BERLIN, 9. September 2026 /PRNewswire/ -- PrimeBOT feierte auf der IFA 2026 ein eindrucksvolles Debüt: Sowohl der PrimeBOT T1 als auch der PrimeBOT Q1 erhielten offizielle Anerkennung, während das Unternehmen auf dem Gelände der Messe Berlin sowie bei ShowStoppers großes Interesse bei internationalen Medien, Branchenexperten, Creatorn und Besuchern weckte.

PrimeBOT T1 wurde zum Gewinner des IFA-Innovationspreises in der Kategorie „Content Creation Technology" gekürt, während PrimeBOT Q1 als „IFA NEXT Honoree" ausgezeichnet wurde.
Die IFA-Innovationspreise sind das offizielle Auszeichnungsprogramm der IFA Berlin, mit dem herausragende Innovationen auf einer der weltweit größten Messen für Unterhaltungselektronik gewürdigt werden.
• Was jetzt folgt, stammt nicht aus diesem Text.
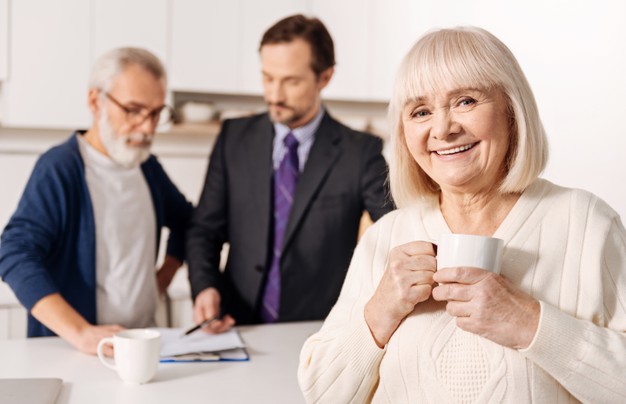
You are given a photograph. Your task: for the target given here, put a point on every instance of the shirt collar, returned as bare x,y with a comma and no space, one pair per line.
303,133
Die Ehrung auf der Bühne hob zwei sich ergänzende Ausrichtungen der Strategie von PrimeBOT im Bereich der persönlichen Robotik hervor: den wandelbaren, szenarioübergreifenden Ansatz des T1 in Bezug auf Mobilität und kreative Nutzung sowie den Schwerpunkt des Q1 auf personalisierte Interaktion, Programmierbarkeit, Bewegung und langfristige Begleitung.
Die Auszeichnungen gingen mit großem Interesse während der gesamten Messe einher. Ein Großteil davon konzentrierte sich darauf, wie es sich anfühlen würde, mit einem persönlichen Roboter zu leben. Medienvertreter gingen neben dem Q1 her, testeten dessen Gleichgewichtsreaktionen und interagierten fast so, als würden sie mit einem Kind umgehen. Der Transformationsprozess des T1 zog auf der gesamten Ausstellungsfläche sofort die Aufmerksamkeit auf sich, während seine Reaktionen auf Berührungen und Streicheleinheiten am Kopf das Erlebnis intim und persönlich machten.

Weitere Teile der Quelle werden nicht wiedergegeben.